The situation's hopelessness argued for a hard shove from the United States to create a new dynamic. Installing a democratic government in Iraq would force a new dawn. Newly empowered Muslim democrats would reform their societies, negotiate peace with Israel and get on with the business of building prosperous, middle-class societies.
It was a beautiful dream, and even when the administration was asserting things that turned out not to be true, it held the dream out there for all to contemplate.
Consider Vice President Cheney's address before the Veterans of Foreign Wars on Aug. 26, 2002, one of the earliest major public arguments the administration made for war. The lead of the news stories was Cheney's claim that there was "no doubt" that Saddam Hussein had weapons of mass destruction and was prepared to use them. "The risks of inaction are far greater than the risk of action," Cheney declared.
But then there was the delightful promise of what American success in Iraq could achieve. "Extremists in the region would have to rethink their strategy of jihad," Cheney said. "Moderates throughout the region would take heart, and our ability to advance the Israeli-Palestinian peace process would be enhanced."
Today, with Israeli troops battling on their northern and southern borders, with Iran ignoring calls for negotiations on nuclear weapons, with Baghdad in flames and with many of Iraq's moderates living in fear, those Cheney sentences stand as the most telling indictment of the administration's failures.
If Israelis and Palestinians were closer to peace, if Iraqi democracy showed signs of stability -- these might justify a war fought in part on the basis of false premises.
But when the Big Bang happened, the wreckage left behind took the form of reduced American influence, American armed forces stretched to their limit and a Middle East more dangerously unstable than it was at the beginning of 2003. Whether one ascribes these troubles to the flawed implementation of the Big Bang Theory or to the theory itself, what matters now is how to limit and, if possible, undo some of the damage.

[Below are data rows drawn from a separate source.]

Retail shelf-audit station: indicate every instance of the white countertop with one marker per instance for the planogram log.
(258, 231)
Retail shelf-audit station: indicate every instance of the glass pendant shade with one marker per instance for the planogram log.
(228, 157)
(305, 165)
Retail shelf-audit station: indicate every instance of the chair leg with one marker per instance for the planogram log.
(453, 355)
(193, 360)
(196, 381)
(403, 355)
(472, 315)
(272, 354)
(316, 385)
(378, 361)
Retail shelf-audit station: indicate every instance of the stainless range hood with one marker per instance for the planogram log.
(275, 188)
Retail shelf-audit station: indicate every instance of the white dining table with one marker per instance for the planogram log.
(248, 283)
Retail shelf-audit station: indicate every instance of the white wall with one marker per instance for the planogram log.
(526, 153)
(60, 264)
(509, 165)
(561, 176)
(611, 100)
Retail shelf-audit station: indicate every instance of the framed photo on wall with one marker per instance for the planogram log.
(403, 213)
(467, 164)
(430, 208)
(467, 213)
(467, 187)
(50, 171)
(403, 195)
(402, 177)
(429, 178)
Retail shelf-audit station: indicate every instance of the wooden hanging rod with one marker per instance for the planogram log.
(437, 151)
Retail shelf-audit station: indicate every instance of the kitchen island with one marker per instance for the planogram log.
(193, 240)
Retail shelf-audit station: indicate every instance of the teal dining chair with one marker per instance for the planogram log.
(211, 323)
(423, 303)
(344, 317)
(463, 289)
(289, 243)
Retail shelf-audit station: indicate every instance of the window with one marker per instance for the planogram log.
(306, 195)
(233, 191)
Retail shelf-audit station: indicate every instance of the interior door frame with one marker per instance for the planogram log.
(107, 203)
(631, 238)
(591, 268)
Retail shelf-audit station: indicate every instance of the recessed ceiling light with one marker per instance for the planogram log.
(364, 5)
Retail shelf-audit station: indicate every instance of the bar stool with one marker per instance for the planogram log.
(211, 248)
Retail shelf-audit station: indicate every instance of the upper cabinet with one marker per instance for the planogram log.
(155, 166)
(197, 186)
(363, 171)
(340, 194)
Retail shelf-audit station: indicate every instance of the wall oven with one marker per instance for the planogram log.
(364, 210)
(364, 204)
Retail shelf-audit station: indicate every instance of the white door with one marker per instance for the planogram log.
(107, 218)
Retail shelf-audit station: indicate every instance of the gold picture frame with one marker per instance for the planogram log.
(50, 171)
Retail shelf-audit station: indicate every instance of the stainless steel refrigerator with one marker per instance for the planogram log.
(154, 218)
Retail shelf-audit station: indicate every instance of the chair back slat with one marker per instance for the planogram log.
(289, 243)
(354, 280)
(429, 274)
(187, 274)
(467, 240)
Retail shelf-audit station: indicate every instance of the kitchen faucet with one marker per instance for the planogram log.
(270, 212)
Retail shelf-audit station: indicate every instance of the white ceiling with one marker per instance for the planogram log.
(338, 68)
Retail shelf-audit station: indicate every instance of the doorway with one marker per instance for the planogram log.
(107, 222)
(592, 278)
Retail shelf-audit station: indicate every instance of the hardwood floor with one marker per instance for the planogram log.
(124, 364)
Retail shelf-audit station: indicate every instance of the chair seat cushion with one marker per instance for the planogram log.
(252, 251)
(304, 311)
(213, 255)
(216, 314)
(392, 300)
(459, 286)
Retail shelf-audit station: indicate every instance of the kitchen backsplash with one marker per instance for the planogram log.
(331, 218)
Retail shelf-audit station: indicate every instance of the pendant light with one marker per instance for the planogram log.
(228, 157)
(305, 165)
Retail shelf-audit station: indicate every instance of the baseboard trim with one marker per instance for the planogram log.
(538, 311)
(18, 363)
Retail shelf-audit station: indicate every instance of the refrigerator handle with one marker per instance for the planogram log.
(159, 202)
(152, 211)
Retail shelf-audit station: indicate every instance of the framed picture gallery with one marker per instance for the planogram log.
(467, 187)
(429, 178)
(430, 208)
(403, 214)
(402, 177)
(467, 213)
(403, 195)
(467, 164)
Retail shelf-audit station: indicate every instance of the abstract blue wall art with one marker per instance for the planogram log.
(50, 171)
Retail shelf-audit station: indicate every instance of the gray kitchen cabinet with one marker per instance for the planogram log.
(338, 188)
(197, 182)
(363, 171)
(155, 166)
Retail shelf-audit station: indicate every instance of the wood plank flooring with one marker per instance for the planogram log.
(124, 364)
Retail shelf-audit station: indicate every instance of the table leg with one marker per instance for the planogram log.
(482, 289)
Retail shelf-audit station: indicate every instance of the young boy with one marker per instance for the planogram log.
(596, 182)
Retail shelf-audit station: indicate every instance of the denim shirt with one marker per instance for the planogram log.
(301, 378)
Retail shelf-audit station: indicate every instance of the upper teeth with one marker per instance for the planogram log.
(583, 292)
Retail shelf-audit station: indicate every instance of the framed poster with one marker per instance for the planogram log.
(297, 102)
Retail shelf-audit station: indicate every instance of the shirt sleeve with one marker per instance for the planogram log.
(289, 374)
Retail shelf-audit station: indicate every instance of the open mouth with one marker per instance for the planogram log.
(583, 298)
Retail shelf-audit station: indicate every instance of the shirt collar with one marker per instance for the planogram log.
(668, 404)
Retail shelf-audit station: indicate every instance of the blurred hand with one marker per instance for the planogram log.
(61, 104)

That is what the American debate should be about, but those in charge of Republican campaigns this year have another idea. They have hit upon the brilliant strategy of pushing any serious discussion of the failure of American foreign policy past Election Day. For the next 3 1/2 months, they want the choice before the voters to be binary: staying the course and being "tough," or breaking with President Bush's policy and being "soft." There are just two options on the ballot, they say: firmness or "cut and run."
If I were a Republican strategist, I'd probably do the same thing. But Democrats (and, yes, the media) risk playing into Republican hands if they fail to force a discussion of the administration's larger failures or let the debate focus narrowly on exactly what date we should set for getting out of Iraq.
The case for reducing our commitment to Iraq in the interest of other and larger foreign policy purposes -- has anyone noticed the growing mess in Afghanistan? -- is built on a compelling proposition: that the administration made a huge bet on Iraq and it lost. American voters can decide to keep the gamble going, to risk more lives and money, and hope that something turns up. Or they can decide that this gamble will never deliver the winnings that those who took it on our behalf promised.
By late November of this year, the United States will have been at war in Iraq for as long as we were involved in World War II. Under those circumstances, the burden of proof should not be on those who argue for changing what we're doing. It should be on those who set a failed policy in motion and keep promising, despite the evidence, that it will somehow pay off if only we "stay the course."